Neun Kuriere treten aktuell für das Projekt in die Pedale. Momentan seien es aber leider nur etwa drei bis zehn Lieferungen pro Tag, erzählt Elizabeth Casal, Geschäftsführerin des WTL. «Vor allem Abonnenten nutzen den Dienst regelmässig.» Total 20 Jahresabonnemente konnte der Kurierdienst bis anhin verkaufen. Zum Vergleich, im Juli dieses Jahres waren es erst zehn. Dennoch ist man beim WTL noch lange nicht zufrieden.

Mit einer breiten Werbeoffensive will man das Projekt nun noch stärker in das Bewusstsein der Bevölkerung rücken. Um die Leute wieder einmal an den Kurierdienst zu erinnern plane man Flyer und Gratis-Coupons zu verteilen, erzählt Casal. «Auf diese Weise können die Rapperswil-Joner unseren Dienst einmal kostenlos testen und sich selber überzeugen.» Zudem habe man am Internet-Auftritt gearbeitet. «Es sind Kleinigkeiten, die bisher noch nicht ideal gelaufen sind. Die positiven Rückmeldungen aus der Bevölkerung bestärken uns aber in unserem Vorhaben.»

Für zehn Franken den Anhänger füllen

Nun möchte das WTL noch einmal aktiv auf die Läden in der Stadt zugehen. Bisher haben nämlich erst vier grosse Läden eine Annahmestelle eingerichtet: Manor, Migros Sonnenhof, Migros Stadttor sowie Coop Eisenhof. Die Kuriere holen die Waren dort ab und transportieren sie innerhalb von maximal drei Stunden zum Kunden nach Hause. Ausserdem erledigt der Kurierdienst einmal pro Woche die Lieferungen der Buchhandlung Bücherspatz. Eine solche Zusammenarbeit wünscht sich Casal auch mit weiteren Läden.

Ein weiteres Angebot, das gemäss Casal bisher noch kaum genutzt werde, ist der Entsorgungsdienst. «Für zehn Franken können Kunden den kompletten Veloanhänger mit ihren Abfällen füllen und diese werden dann fachgerecht entsorgt.»

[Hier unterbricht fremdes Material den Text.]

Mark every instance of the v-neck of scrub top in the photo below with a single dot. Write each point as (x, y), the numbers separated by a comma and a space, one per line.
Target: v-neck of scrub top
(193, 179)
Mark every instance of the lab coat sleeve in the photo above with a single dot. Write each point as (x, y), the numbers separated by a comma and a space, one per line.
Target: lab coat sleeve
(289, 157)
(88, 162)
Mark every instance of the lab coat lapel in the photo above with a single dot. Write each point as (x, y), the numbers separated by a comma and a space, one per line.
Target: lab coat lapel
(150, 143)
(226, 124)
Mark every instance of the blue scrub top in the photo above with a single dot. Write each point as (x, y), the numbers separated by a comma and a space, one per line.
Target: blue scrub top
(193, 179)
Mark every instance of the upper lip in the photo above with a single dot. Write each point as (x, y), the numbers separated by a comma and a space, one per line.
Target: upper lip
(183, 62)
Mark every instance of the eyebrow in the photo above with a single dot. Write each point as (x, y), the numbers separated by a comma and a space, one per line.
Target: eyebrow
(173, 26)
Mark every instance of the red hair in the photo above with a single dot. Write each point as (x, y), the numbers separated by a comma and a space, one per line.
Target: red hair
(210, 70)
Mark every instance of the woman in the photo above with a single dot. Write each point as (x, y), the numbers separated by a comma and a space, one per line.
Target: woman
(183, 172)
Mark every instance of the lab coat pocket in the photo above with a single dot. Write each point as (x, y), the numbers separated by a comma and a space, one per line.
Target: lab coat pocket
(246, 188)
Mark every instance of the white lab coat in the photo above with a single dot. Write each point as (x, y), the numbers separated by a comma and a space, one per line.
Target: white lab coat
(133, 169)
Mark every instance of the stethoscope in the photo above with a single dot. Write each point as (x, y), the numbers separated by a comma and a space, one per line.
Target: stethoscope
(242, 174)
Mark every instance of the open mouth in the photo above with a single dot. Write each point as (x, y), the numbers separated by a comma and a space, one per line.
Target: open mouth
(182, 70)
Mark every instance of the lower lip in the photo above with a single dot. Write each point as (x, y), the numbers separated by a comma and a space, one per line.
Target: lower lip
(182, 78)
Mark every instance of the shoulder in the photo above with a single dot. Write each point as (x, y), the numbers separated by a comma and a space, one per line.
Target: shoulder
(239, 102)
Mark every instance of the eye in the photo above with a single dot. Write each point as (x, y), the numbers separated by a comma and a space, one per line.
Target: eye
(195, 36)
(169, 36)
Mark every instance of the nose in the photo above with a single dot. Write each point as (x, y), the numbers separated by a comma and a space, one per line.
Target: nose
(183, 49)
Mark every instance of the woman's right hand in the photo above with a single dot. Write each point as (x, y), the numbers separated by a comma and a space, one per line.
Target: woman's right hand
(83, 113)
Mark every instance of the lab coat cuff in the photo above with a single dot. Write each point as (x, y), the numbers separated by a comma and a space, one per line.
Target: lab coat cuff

»Das erste Jahr läuft immer harzig»

Bis anhin war der Standort des Kurierdienstes die Velostation beim Bahnhof Jona. Diese wird ebenfalls vom WTL betrieben und verfügt über einen Reparatur- und Reinigungsservice, welcher, wie der Kurierdienst Arbeitssuchenden beim Wiedereinstieg in den Berufsalltag helfen soll. Nun habe man beschlossen die beiden Aufgabenbereiche auch räumlich voneinander zu trennen, erklärt Casal. Seit kurzem agiert der Kurierdienst deshalb von der Schachenstrasse aus.

«Die Räumlichkeiten hier sind grösser und besser eingerichtet, als jene am Bahnhof.» Vor allem im Hinblick auf das Fernziel von 25 000 Lieferungen im Jahr sei das von Vorteil. Diese Zahl liesse sich aus Städten wie Burgdorf oder Aarau hochrechnen, die ihren Einwohnern schon seit Jahren Hauslieferdienste anbieten.

Auch wenn man derzeit noch weit von diesem Auftragsvolumen entfernt ist, bleibt Casal optimistisch. «Das Ziel ist in drei bis vier Jahren erreichbar», ist sie sicher. Das erste Jahr laufe immer harzig. Das habe man auch beim Stäfner Seidenhof Brocki erlebt. Dort bietet das WTL seit gut fünf Jahren 30 Stellensuchenden eine Einsatzmöglichkeit. «Zu Beginn sahen die Zahlen auch da gar nicht vielversprechend aus und heute ist es eine Erfolgsgeschichte.»